Forester: Market Comes Back to Quality
Forester Value's Tom Forester says that his fund held up so well in the third quarter due to its bias toward high-quality firms, and he's tilting even further into quality names.
Forester Value's Tom Forester says that his fund held up so well in the third quarter due to its bias toward high-quality firms, and he's tilting even further into quality names.
Jason Stipp: I am Jason Stipp for Morningstar.
As the market has been buffeted up and down by European and economic hopes and concerns, many investors are increasingly worried about the downside.
One manager who has a keen aptitude for managing downside risk is Tom Forester of Forester Value. He is here with me today to talk about the current economic situation and also how he is positioning his portfolio.
Thanks for joining me, Tom.
Tom Forester: Thanks, Jason.
Stipp: So, I would like to talk about the third quarter. I read your third-quarter letter for the fund. It's a large-value fund. For the trailing three months, it was in the top 3% of all large-value funds. So, good performance. It outperformed the S&P by about 3.5 percentage points. During this time, summer was a very volatile time, we had losses in the third quarter. Why did your fund hold up so well in that environment?
Forester: Well, a lot of the things that we've been concerned about, the banks in general, banks over in Europe, softening economic scenario, are starting to be borne out in reality right now, and people are starting to notice that. I think there was a shift away from high-beta names and into quality, and we have been positioned in high-quality names now for most of this year and even last year for a bit.
So, the market's coming our way, and we made some shifts to go even more that direction. So, we're a fund that likes to really hold up well on downside, try to limit downside risk, get most of the upside, and that's really kind of borne out in the third quarter.
Stipp: So, high-quality names, what are some of the top positions in your portfolio right now?
Forester: We've got Exxon, big high-quality name, Chevron, Microsoft (fortress balance sheet). On the financial side, we have got Travelers, which is one of the more conservative insurance companies out there. So, big-cap names, great balance sheets. These are the kind of guys where, even in '08, they could still get financing, where most companies were shut out of the market.
Stipp: You mention '08, I want to talk to you a little bit about '08 compared with today's environment. So in 2008, your fund actually made money. So, you did an excellent job of managing that intense downside risk.
This year, you've also been pretty glum about the environment for a while, even near the beginning of the year. We have been reading manager letters from you that had a pretty pessimistic tone. So, as you're looking at the environment today compared to 2008, what's the severity of your pessimism? Are you worried about another scenario where we have those kind of 2008 losses?
Forester: You know, we like to look at it as being realists, of course, but we think that the fruit is being borne out. What we have expected is starting to happen. We didn't think that QE2 was going to have much of an impact on fundamentals, and indeed that's kind of what happened, even though the market really liked it at first. And now, it's all come off. So, that's been kind of a nothing.

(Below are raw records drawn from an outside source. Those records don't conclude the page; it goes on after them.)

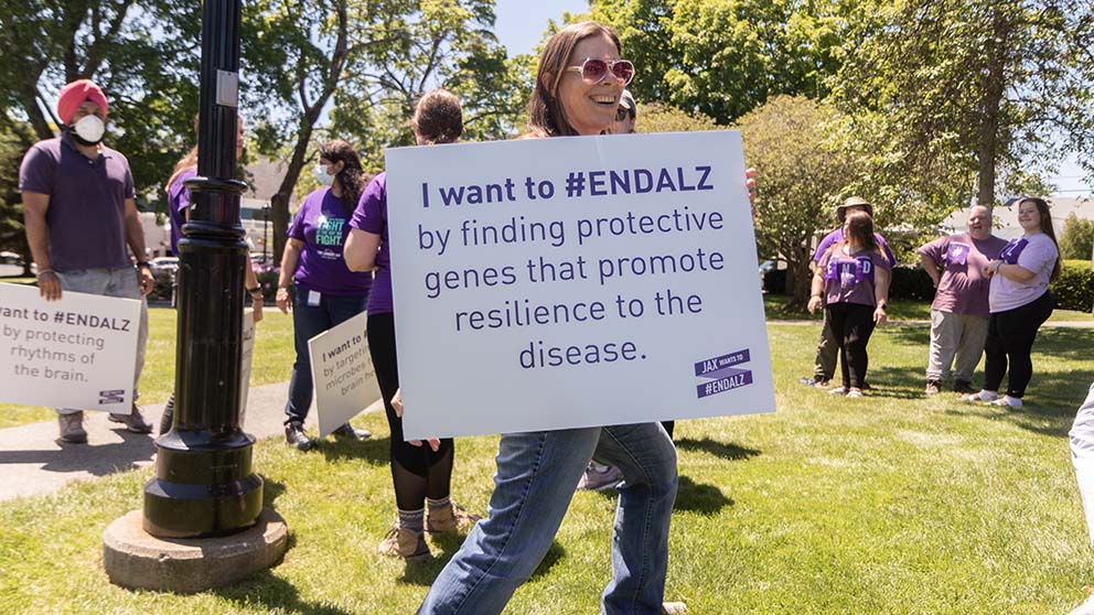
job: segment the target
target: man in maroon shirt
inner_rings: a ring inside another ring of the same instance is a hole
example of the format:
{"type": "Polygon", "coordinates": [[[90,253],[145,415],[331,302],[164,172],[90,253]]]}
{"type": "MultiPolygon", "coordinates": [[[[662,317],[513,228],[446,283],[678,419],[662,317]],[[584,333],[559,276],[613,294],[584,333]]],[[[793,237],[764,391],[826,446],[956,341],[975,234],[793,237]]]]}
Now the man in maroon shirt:
{"type": "MultiPolygon", "coordinates": [[[[103,144],[109,105],[88,79],[62,88],[57,117],[61,137],[35,143],[23,157],[19,191],[23,201],[26,241],[37,265],[37,285],[46,301],[63,291],[121,296],[141,301],[133,399],[144,364],[148,304],[153,280],[144,262],[144,234],[135,201],[129,161],[103,144]],[[126,247],[137,258],[137,269],[126,247]]],[[[57,409],[61,440],[87,442],[84,413],[57,409]]],[[[128,414],[110,414],[135,433],[149,425],[133,403],[128,414]]]]}

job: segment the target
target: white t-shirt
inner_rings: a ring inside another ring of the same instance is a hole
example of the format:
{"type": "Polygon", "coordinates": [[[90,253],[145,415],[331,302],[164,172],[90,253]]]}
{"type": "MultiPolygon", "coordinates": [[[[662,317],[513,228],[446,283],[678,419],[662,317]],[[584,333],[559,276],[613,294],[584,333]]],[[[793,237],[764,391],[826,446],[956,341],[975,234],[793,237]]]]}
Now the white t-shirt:
{"type": "Polygon", "coordinates": [[[1049,290],[1052,269],[1060,257],[1055,241],[1043,233],[1011,239],[999,253],[1008,265],[1017,265],[1033,272],[1028,282],[1016,282],[1001,273],[991,277],[988,306],[993,314],[1032,303],[1049,290]]]}

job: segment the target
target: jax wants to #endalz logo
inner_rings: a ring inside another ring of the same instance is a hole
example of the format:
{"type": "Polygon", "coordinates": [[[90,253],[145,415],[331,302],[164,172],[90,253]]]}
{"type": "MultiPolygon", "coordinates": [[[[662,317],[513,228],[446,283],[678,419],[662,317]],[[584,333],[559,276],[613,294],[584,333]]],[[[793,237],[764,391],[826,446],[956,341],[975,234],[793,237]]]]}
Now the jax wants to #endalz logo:
{"type": "Polygon", "coordinates": [[[752,370],[737,367],[748,363],[751,358],[749,349],[744,348],[695,364],[695,375],[707,380],[696,387],[699,399],[751,385],[752,370]]]}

So, we've been concerned this year, QE2 didn't have an effect, but also when you look at the government, you know with high deficits, you don't have much room for fiscal policy. So, we think that that spigot is largely shut off at this point.
And if you look at the Fed, interest rates are at zero already. So, they don't have room on the interest rate front, and so, now they're trying to get creative with QE2, QE3, twist, shout--I don't know what else they'll have. I don't know. These are creative guys. Maybe they'll come up with something that works. But most of the bullets are pretty well used at this point.
So, we see difficulty right now, and we're somebody who isn't afraid to have some protection on when we see difficult markets and when we feel that there's more risk than there is return. So, while we're very optimistic about the future, down the road, we want to get through these patches where there's a lot of risk.